Friday, April 4, 2014

Jordan-wintess



The film begins on an Amish settlement in Pennsylvania, where for 200 years a self-sufficient religious community has proudly held onto the ways of their ancestors. The Amish are deeply suspicious of outsiders and stubbornly dedicated to their rural lifestyle, with its horses and carriages, its communal barn-raisings, its gas lanterns instead of electricity, hooks instead of buttons.

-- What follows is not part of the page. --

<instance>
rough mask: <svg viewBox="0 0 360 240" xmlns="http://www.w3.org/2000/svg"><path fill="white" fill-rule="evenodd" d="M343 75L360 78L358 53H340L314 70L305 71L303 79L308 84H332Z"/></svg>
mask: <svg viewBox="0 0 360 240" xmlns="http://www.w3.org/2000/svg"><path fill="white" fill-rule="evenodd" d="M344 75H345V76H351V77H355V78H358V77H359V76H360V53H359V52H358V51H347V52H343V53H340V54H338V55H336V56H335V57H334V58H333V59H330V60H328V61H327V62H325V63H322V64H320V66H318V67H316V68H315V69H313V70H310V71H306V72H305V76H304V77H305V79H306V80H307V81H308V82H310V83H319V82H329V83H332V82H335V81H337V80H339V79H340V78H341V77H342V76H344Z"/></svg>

An Amish man dies. His widow and young son leave on a train journey. In the train station in Philadelphia, the little boy witnesses a murder.Harrison Ford plays, John Booke, the tough big city detective who gets assigned to the case. He stages lineups hoping the kid can spot the murderer. He shows the kid mug shots. Then it turns out that the police department itself is implicated in the killing. Ford is nearly murdered in an ambush. His life and the lives of the widow and her son are in immediate danger. He manages to drive them all back to the Amish lands of Pennsylvania before collapsing from loss of blood

Book starts the movie as a very aggressive man and as the movie plays out he retains most of his aggression. However, Books does come to terms that every problem cannot be solved with his fist and there are some things that he won't understand.  As the teens put ice cream on one of the Amish, Book is on the verge of attacking them but he does indeed try to be diplomatic toward the aggressors. This fails and Book results back to violence. Another change that he encountered was his relationship toward women. He begins as a chauvinistic man who seems not care too much about anyone other than himself. But even tho he knows he loves Rachel he has to let her go.